In an opinion piece in The New York Times titled "The Kindle Swindle?" Authors Guild president Roy Blount Jr. objected last week that Amazon wasn't paying writers for the audible rights of their works. The retailer does pay royalties to authors and publishers each time a person downloads a book.
Blount said e-books are not popular among mainstream consumers, but audio books have grown to a billion-dollar market, and sales continue to rise. "They are more valuable than e-book rights," Blount said. "Income from audio books helps not inconsiderably to keep authors, and publishers, afloat."
Despite yielding to the guild's concerns, Amazon said it believed text-to-speech introduced new customers to the convenience of listening to books and would thereby grow the audio-books business. "Customers tell us that with Kindle, they read more, and buy more books," the company said. "We are passionate about bringing the benefits of modern technology to long-form reading."
The guild's position drew heat from the National Federation of the Blind, which said the guild's position would make it more difficult for blind people to access audio books.
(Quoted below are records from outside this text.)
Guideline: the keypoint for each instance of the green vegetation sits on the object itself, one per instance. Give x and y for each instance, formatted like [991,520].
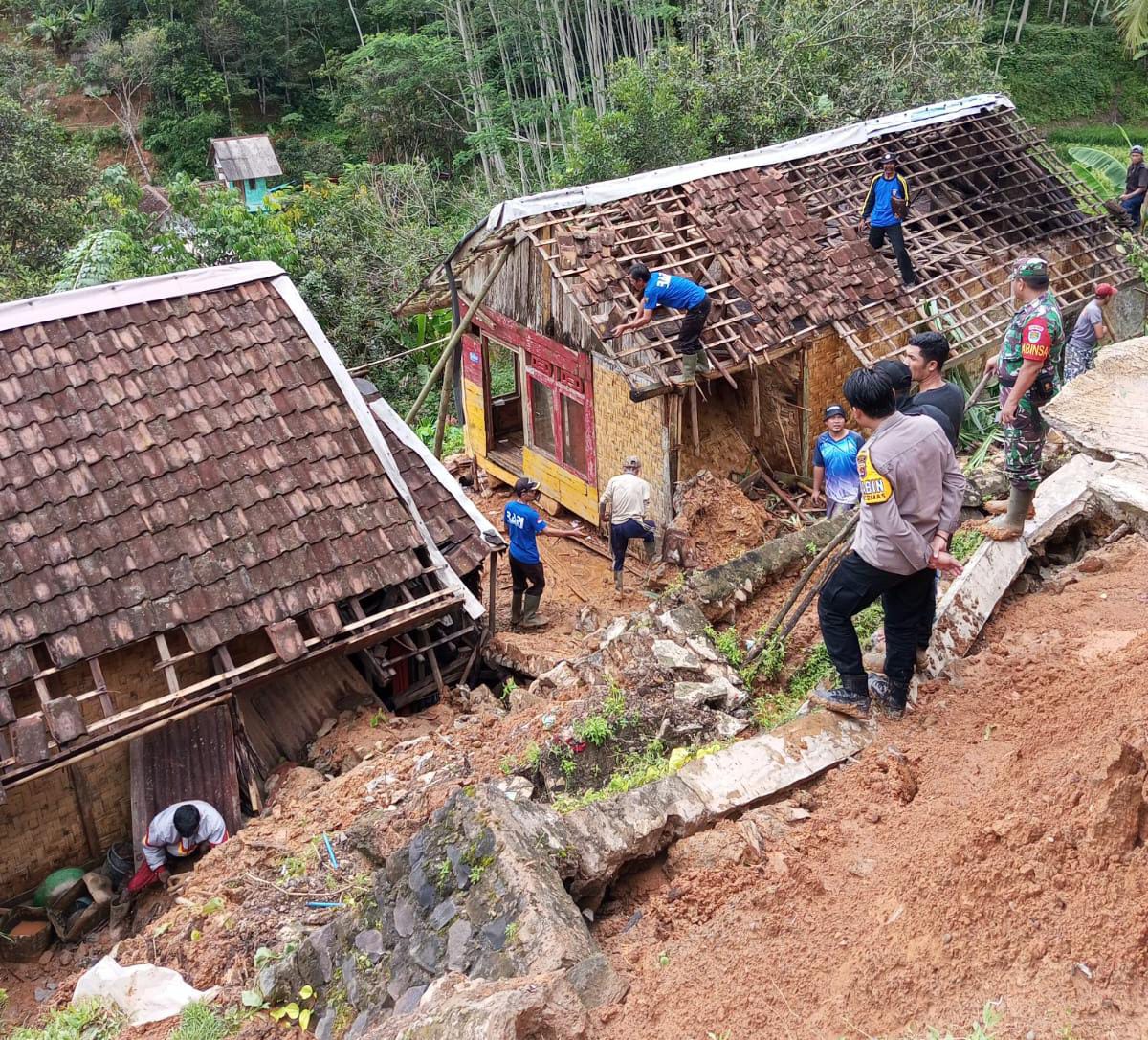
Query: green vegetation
[729,645]
[964,543]
[85,1021]
[199,1022]
[635,770]
[781,705]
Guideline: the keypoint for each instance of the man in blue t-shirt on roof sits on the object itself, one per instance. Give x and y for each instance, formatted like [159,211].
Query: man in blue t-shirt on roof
[887,203]
[657,288]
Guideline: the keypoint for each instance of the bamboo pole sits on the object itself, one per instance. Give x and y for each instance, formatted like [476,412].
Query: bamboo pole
[457,334]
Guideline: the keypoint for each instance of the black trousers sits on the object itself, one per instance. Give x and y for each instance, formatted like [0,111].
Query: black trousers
[689,335]
[527,578]
[850,587]
[895,236]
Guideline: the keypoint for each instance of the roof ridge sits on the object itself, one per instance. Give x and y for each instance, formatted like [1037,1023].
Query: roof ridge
[814,144]
[55,306]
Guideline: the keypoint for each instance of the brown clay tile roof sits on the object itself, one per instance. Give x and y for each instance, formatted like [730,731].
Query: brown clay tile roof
[187,460]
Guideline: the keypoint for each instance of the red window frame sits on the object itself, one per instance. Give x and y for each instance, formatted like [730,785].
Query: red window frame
[563,372]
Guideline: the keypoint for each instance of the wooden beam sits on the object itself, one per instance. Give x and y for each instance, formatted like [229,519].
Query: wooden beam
[101,689]
[169,668]
[127,722]
[84,802]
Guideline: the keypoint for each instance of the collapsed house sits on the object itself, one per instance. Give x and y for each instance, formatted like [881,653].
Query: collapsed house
[210,545]
[799,299]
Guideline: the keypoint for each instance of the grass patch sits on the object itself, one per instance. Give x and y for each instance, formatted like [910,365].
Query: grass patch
[729,645]
[636,770]
[199,1022]
[782,705]
[86,1021]
[964,543]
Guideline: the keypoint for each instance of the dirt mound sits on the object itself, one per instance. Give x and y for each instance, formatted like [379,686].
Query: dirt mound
[987,849]
[720,520]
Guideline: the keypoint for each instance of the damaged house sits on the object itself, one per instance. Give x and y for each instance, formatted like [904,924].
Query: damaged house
[210,543]
[799,298]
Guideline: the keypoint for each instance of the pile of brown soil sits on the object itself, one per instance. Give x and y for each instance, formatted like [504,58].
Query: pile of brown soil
[990,848]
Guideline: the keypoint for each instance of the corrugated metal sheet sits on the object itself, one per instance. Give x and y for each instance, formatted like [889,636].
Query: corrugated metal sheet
[281,717]
[192,758]
[242,159]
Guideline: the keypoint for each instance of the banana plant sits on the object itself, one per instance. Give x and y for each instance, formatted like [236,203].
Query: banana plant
[1102,171]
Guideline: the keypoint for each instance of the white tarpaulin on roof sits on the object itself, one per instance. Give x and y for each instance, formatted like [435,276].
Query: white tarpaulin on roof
[816,144]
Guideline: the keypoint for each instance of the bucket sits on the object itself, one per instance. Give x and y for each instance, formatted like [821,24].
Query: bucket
[120,863]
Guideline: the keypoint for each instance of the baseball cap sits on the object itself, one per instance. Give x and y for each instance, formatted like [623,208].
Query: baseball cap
[1030,266]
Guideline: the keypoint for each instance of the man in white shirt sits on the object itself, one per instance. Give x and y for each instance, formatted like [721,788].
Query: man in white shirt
[181,830]
[626,499]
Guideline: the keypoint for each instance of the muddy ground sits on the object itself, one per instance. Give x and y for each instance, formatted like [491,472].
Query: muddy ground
[987,849]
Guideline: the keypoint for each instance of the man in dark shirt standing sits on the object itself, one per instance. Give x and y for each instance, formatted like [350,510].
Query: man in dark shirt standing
[911,503]
[925,357]
[1136,185]
[887,203]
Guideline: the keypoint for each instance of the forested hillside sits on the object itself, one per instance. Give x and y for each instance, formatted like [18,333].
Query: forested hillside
[397,122]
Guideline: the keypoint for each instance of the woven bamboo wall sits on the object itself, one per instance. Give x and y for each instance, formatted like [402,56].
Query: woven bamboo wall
[40,825]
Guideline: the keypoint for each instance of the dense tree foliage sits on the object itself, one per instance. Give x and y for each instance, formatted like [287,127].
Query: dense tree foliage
[397,122]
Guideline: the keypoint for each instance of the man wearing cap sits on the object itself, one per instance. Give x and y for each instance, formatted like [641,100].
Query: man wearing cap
[835,464]
[1027,367]
[887,203]
[659,288]
[626,499]
[1136,185]
[1080,352]
[522,526]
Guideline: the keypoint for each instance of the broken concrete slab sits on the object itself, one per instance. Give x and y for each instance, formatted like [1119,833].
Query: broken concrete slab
[1122,490]
[641,823]
[477,1009]
[1102,412]
[971,598]
[674,656]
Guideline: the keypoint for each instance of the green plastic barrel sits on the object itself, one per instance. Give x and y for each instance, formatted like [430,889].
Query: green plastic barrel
[55,883]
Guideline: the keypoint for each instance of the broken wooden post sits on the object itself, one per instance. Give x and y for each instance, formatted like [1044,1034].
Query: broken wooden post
[457,334]
[64,719]
[30,741]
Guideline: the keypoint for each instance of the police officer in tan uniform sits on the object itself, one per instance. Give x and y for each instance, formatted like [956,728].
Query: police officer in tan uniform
[911,501]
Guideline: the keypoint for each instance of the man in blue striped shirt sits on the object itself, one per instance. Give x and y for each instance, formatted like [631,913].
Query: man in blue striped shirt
[887,203]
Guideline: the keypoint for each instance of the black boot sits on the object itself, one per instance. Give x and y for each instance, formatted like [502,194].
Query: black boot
[889,697]
[850,698]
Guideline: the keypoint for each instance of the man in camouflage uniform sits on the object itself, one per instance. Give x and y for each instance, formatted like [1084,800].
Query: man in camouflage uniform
[1027,371]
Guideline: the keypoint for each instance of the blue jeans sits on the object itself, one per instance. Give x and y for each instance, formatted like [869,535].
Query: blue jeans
[620,535]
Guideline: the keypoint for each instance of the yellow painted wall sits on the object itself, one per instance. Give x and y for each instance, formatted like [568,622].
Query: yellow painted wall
[563,487]
[623,429]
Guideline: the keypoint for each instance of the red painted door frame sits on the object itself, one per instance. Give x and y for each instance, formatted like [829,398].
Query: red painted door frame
[565,372]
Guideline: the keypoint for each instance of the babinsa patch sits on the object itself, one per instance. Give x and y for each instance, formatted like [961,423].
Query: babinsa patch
[875,486]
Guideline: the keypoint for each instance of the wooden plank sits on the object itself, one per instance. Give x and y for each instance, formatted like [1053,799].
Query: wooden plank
[84,802]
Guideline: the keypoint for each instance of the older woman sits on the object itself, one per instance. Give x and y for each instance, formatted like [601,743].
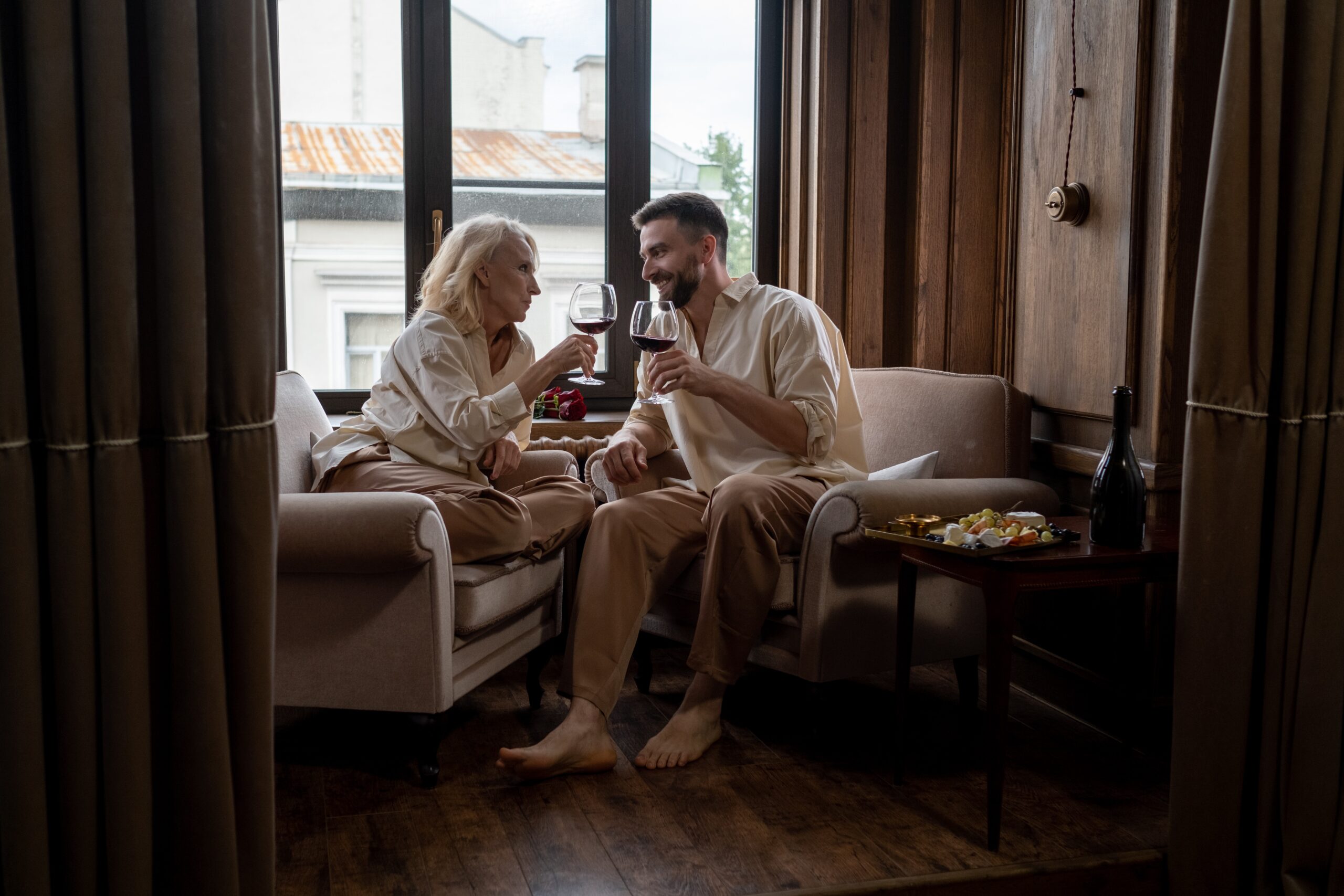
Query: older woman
[452,407]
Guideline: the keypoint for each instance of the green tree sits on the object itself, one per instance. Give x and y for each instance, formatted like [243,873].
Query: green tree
[723,150]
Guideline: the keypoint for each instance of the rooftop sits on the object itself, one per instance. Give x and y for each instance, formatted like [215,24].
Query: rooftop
[370,156]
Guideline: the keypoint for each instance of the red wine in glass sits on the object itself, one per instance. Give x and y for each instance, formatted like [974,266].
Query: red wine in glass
[593,312]
[654,344]
[655,328]
[593,325]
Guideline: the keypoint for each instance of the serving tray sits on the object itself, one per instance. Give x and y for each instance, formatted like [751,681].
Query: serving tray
[940,527]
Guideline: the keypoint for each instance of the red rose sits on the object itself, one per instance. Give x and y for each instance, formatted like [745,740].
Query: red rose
[574,409]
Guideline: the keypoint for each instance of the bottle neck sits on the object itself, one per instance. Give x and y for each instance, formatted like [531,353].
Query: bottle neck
[1120,419]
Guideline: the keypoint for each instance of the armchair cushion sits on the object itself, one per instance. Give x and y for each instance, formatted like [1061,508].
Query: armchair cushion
[358,532]
[538,464]
[486,594]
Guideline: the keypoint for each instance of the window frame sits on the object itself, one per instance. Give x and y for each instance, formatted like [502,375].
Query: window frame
[426,127]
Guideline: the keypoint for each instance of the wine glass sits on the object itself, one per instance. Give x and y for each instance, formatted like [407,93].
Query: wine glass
[654,328]
[592,311]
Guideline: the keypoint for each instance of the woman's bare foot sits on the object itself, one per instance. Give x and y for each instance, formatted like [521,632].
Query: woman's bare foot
[579,745]
[692,729]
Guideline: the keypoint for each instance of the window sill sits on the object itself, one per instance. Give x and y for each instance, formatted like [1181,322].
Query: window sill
[597,424]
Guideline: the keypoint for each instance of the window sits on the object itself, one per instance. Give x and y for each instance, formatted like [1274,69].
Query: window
[344,205]
[704,111]
[566,114]
[530,138]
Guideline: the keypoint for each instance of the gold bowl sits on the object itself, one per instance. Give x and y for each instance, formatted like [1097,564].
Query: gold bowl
[916,524]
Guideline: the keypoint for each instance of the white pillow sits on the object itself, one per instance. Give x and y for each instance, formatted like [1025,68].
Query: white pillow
[920,468]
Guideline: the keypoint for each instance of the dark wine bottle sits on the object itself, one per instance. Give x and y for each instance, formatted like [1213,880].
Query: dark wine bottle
[1120,499]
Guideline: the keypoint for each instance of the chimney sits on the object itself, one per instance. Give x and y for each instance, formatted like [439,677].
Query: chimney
[592,97]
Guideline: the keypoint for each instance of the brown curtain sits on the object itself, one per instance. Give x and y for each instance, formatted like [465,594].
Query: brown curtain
[1257,751]
[138,460]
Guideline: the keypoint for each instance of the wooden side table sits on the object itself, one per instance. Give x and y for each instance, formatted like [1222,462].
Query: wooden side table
[1002,578]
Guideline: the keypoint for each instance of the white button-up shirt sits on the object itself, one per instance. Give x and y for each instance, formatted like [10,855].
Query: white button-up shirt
[784,345]
[436,402]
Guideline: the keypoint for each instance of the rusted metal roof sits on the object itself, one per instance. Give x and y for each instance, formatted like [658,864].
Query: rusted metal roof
[375,151]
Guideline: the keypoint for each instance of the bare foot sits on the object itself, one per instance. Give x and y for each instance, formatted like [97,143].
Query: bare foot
[579,745]
[691,731]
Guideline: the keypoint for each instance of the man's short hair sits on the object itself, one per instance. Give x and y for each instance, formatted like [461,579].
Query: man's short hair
[695,214]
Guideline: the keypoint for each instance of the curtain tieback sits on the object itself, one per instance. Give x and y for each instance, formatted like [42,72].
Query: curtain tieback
[1263,416]
[85,446]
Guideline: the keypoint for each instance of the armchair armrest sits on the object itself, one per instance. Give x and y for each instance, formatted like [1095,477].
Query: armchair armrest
[538,464]
[667,465]
[358,532]
[846,596]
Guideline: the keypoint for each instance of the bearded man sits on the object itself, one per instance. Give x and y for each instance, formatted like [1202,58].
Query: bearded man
[765,416]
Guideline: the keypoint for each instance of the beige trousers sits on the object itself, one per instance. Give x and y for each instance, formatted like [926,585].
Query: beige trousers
[639,546]
[483,523]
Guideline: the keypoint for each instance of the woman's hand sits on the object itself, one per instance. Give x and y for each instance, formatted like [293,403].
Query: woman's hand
[574,351]
[502,458]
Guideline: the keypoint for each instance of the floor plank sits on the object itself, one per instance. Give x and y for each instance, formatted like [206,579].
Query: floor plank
[377,856]
[464,842]
[301,864]
[783,803]
[648,847]
[555,847]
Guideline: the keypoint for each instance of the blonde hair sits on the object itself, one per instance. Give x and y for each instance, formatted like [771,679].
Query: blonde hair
[449,284]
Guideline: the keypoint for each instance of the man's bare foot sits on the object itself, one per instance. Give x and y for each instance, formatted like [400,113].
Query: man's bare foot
[692,729]
[579,745]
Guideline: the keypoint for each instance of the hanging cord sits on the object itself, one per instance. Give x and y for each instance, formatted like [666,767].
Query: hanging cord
[1073,92]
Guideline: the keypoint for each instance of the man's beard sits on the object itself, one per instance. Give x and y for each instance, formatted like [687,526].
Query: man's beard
[685,284]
The Kindle is among the most popular consumer electronics on Amazon.
Blount said American copyright laws provide for free audio to the blind, and the guild supports technologies that expand the availability of audio books to the blind. The Kindle, however, is not a device built for the blind, he said.
Amazon released the latest version of its e-reader, called the Kindle 2, a week ago. The device is slimmer and includes more storage than the original version. The Sony (NYSE: SNE) Reader is a major competitor.